Der Gemeinderat hat per Umwidmung des Areals den Weg zur Erweiterung der Firma Kurt Mayer Verpackungsglas freigemacht. SP, VP und Grüne fassten den entsprechenden Beschluss, die FP war dagegen und sieht das Vorhaben bis heute kritisch.

Nach einem 15-seitigen Gutachten des Raumplaners Herbert Schedlmayer konzentriert sich der Ausbau nun nur noch auf den nördlichen Bereich, ursprünglich war auch eine Erweiterung Richtung Süden und Osten geplant. Es wird auch keine Zufahrt von der Landesstraße her geben.

Die FP befürchtet einerseits eine Verkehrslawine, andererseits ungehemmten Schotterabbau und Bodenversiegelung. „Wir waren von Beginn an gegen dieses Monsterprojekt“, unterstreicht Stadtrat Martin Hinteregger.

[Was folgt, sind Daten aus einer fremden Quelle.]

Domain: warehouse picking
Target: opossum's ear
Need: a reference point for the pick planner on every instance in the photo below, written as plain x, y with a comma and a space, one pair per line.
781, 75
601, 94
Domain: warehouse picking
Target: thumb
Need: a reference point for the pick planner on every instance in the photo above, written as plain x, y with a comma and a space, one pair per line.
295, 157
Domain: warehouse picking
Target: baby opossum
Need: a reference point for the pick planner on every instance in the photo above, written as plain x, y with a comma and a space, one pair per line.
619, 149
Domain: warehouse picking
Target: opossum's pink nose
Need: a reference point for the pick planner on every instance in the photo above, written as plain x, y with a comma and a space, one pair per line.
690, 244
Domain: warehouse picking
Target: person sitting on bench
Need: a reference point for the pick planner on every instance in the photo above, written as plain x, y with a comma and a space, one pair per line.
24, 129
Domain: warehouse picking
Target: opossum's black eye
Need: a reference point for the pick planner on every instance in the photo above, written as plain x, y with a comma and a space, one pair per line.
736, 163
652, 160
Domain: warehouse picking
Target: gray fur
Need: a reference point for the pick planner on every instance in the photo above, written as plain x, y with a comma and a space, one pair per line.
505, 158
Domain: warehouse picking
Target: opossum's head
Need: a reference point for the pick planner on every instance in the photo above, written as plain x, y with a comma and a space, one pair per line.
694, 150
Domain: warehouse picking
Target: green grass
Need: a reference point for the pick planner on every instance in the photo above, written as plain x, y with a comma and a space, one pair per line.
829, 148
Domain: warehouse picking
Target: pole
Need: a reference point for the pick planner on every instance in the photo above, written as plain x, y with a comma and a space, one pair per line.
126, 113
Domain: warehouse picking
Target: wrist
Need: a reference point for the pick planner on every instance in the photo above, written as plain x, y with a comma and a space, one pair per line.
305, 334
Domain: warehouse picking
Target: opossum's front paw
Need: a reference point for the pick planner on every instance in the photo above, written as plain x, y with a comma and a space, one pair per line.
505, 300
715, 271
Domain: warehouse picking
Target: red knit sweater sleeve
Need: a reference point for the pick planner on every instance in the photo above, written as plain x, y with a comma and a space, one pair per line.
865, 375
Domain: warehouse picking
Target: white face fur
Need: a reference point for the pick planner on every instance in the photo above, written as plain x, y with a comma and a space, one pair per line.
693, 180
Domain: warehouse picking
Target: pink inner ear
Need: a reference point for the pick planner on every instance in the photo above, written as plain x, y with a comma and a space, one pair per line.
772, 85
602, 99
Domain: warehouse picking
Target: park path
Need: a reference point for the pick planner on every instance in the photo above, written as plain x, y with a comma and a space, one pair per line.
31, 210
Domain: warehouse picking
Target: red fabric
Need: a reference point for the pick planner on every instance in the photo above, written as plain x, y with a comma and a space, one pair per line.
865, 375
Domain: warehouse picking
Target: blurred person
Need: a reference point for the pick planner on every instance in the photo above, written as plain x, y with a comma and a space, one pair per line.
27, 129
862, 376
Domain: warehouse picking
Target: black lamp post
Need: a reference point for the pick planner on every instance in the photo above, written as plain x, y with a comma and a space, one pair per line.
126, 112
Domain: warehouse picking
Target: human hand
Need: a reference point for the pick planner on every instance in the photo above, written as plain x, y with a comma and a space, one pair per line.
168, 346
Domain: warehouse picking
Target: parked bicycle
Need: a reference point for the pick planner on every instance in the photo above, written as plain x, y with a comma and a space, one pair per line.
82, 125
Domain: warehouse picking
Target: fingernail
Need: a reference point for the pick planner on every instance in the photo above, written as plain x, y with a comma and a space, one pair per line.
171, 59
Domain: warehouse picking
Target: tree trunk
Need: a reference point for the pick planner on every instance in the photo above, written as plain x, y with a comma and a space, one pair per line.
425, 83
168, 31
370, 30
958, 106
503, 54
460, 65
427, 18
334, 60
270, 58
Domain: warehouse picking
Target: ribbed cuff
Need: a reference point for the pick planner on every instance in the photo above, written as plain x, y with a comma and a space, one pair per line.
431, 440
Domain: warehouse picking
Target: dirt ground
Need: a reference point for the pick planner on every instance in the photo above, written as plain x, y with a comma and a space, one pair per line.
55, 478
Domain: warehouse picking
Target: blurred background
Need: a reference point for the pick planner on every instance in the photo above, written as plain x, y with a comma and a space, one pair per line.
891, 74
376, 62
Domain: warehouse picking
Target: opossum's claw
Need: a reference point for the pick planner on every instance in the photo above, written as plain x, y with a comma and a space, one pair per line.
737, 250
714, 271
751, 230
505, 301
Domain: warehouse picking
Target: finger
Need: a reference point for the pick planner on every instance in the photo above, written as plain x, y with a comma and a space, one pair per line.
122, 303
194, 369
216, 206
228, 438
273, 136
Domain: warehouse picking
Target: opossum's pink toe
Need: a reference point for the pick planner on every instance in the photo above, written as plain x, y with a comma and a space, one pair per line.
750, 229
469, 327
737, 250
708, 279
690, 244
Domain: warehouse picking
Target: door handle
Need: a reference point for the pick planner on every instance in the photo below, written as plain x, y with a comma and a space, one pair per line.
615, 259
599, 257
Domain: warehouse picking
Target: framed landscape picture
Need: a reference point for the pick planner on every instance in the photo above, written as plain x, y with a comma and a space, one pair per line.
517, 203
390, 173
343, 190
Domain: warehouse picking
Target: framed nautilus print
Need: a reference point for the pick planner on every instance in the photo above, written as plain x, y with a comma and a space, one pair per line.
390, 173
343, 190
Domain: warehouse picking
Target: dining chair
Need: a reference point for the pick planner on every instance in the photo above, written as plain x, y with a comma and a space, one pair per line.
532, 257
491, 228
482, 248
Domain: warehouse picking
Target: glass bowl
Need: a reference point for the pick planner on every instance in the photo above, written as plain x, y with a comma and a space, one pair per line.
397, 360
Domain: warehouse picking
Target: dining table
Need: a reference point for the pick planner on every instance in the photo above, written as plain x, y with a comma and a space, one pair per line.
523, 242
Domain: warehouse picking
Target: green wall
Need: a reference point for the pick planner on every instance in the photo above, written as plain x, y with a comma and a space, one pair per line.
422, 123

„Keine Prügel vor die Füße werfen“

Gemeinderat Horst Egger von den Grünen betonte, dass eine Belastung gegeben sei, wo immer auch etwas gebaut werde. „Und dieses Projekt wird zweifellos eine Belastung bringen, daher bin ich auch für Ausgleichsmaßnahmen eingetreten.“ Sympathisch findet Egger das Motiv für den Ausbau: „Der Geschäftszweck sind Glasgebinde, das ist umweltfreundlich und reduziert Plastikmüll.“

VP-Wirtschaftsstadtrat Erich Hauptmann wies darauf hin, dass Firmen abwandern, wenn man ihnen die Möglichkeit der Erweiterung verwehrt: „Deshalb ist wichtig, dass wir diesem Unternehmen keine Prügel vor die Füße werfen.“

Stadtchef Christoph Artner (SP) ersuchte Hinteregger, nicht von einem „Monsterprojekt“ zu sprechen: „Durch das Raumordnungskonzept ist beiden Seiten Rechnung getragen: der Bevölkerung und der Firma vor Ort.“

Derzeit läuft das bergbaubehördliche Verfahren.